Mago Merlino definiva il ventesimo secolo come un "guazzabuglio moderno"...la differenza tra me e lui però è che lui - nel dare quella definizione - era di ritorno dalle vacanze a Honolulu, mentre io sono di ritorno da un anno che tutto si può definire fuorché una vacanza, però è stato molto divertente lo stesso.
La mia mente è come lo spettatore del traffico di una gara di formula 1 mentre vede passare e ripassare in pista i ricordi di quest'anno, ogni volta con una sfumatura diversa, ogni volta con una posizione differente nella carreggiata.
Mi piace guardare indietro dopo tanto tempo e osservare quanto ho costruito, disfatto, revisionato, modificato. Quante volte mi sono lasciato stupire dalla vita, quante volte ho agito e quante volte sono rimasto incantato davanti a qualcosa, come quegli occhi grandi ché dentro c'è scritto tutto e quasi quasi vuoi farti firmare la copertina dall'autore e perderti tra le pagine.
Alla fine di questo guazzabuglio la mia vita professionale cambierà, c'è il mio zampino, mica no. Ho dovuto adattarla a nuove cose che ho da curare, alla mia terra, alle mie viti, ai miei ulivi e a tutto quello che mio padre ha lasciato così - come lui soleva dire - "provvisoriamente"... salvo poi lasciarmi qui da solo in un mondo che va "a pile", come diceva quella canzone.
Ho dovuto fare i conti con tutto quello che non so fare e con tutto quello che so fare, per accorgermi che anche se a volte mi sembra che non basti, per altri è tantissimo, anche se per me sono solo cianfrusaglie per altri è un tesoro. Quello che non capiscono però, gli altri dico, è che non è uno di quei tesori da tenere sotto vetro e contemplare, ma ha senso solo se indossato, lucidato, vissuto...altrimenti non ha valore. Un tesoro che tutti si limitano ad ammirare non vale nulla. Vale molto di più un tesoro nascosto al resto del mondo, al quale solo pochi possono accedere, curandosene, accarezzandolo, proteggendolo.

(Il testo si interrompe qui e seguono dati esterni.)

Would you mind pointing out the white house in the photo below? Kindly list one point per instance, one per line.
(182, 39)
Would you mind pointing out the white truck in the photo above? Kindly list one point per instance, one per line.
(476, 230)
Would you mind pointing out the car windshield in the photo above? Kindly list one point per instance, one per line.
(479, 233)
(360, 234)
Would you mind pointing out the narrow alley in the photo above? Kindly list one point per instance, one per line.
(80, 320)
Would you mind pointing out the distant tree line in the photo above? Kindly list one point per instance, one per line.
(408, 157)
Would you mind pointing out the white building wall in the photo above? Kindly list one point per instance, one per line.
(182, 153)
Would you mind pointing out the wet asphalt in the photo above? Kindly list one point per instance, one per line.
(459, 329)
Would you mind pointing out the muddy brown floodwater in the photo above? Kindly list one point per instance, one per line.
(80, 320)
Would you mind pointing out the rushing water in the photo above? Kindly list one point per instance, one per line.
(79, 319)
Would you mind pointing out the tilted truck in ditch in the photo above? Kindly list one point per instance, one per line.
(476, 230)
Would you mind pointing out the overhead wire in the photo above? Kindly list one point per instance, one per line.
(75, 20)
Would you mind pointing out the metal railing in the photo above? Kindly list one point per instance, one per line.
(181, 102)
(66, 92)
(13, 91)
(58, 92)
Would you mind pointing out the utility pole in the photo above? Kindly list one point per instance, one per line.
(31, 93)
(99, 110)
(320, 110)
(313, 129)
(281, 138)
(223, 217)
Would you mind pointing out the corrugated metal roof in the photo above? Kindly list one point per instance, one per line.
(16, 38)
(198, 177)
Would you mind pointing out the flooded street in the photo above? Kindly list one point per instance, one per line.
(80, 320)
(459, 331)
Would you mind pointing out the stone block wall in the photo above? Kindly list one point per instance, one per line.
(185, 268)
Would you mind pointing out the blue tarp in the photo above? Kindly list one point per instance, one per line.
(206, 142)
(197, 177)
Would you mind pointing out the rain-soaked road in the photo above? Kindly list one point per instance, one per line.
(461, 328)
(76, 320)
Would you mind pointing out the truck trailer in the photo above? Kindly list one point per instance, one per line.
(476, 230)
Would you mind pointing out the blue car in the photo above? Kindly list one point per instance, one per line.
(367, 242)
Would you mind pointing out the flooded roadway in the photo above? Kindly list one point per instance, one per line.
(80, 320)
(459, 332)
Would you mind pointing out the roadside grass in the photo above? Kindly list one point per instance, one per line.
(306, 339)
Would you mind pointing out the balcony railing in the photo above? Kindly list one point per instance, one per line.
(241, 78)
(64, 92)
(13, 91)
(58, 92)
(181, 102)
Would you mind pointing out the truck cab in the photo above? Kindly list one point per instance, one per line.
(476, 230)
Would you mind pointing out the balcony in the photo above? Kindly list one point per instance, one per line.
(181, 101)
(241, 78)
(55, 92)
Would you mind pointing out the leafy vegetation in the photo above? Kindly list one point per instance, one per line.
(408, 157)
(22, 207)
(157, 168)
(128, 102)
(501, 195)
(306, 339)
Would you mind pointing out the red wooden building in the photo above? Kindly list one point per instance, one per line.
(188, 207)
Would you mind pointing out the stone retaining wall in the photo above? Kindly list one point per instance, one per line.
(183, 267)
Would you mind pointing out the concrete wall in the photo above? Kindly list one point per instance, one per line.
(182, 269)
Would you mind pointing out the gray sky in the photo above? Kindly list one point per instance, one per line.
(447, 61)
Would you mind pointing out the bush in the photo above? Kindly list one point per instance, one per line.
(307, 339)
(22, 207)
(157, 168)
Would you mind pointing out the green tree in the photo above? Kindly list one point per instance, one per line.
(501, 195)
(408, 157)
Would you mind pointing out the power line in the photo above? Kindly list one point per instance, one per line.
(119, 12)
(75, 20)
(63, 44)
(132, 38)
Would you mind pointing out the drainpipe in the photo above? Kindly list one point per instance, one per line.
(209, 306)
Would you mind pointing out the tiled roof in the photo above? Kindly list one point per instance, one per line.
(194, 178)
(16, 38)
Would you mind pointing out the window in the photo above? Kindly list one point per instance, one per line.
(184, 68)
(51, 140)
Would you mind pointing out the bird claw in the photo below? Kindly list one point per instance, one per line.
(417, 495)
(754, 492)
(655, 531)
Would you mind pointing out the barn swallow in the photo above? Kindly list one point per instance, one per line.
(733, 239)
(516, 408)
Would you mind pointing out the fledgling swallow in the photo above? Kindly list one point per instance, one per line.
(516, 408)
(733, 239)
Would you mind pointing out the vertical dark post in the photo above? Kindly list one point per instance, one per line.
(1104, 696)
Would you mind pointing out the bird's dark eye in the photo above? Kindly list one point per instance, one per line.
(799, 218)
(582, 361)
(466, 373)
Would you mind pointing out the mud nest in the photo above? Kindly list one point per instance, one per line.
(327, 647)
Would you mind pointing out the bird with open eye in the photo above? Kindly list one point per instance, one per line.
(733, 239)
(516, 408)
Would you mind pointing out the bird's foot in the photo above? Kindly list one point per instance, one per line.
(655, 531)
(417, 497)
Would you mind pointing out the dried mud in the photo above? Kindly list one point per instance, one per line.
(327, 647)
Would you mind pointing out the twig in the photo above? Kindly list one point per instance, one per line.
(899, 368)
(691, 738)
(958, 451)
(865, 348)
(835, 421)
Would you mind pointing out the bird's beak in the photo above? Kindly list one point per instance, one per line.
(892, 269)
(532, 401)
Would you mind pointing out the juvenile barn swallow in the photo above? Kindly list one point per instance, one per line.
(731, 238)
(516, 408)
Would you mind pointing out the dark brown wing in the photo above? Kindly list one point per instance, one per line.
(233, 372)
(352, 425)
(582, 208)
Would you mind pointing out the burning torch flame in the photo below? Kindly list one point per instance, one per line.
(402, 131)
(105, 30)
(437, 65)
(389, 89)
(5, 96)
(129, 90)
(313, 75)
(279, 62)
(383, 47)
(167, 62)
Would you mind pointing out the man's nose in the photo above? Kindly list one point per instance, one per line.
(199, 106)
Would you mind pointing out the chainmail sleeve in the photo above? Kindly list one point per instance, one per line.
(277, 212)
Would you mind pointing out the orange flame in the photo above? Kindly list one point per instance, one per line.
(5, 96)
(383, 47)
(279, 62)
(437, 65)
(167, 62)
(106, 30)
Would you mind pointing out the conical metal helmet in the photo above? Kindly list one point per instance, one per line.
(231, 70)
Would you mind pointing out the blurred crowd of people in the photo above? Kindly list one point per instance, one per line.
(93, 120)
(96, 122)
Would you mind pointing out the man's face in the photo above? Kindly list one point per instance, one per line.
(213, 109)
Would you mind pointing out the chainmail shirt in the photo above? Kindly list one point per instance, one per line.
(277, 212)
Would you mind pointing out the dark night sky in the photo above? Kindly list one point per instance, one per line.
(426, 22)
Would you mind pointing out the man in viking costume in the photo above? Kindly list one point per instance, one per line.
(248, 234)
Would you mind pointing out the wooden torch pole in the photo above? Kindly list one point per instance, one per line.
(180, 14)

Ho imparato a essere grato, riscoperto il profumo del ginepro appena lavorato, lo stupore negli occhi di qualcuno per qualcosa di davvero semplice, il valore dell'ombra di una carezza sul mento, Franco Arminio, un paio di scarpe taglia 42 che mi starebbero giuste giuste, la fiducia in me stesso, un monaco che amava i gatti (il regalo più bello) e l'amore per me stesso. Ho scoperto che mai farsi regalare un accendino Bic giallo. Porta sfiga.
Ho avuto la mia sorpresa del 2024, oggi l'ho pure abbracciata un po' e le ho dato un bacio sgangherato fra imbarazzo e cose non dette ché è meglio, almeno per oggi.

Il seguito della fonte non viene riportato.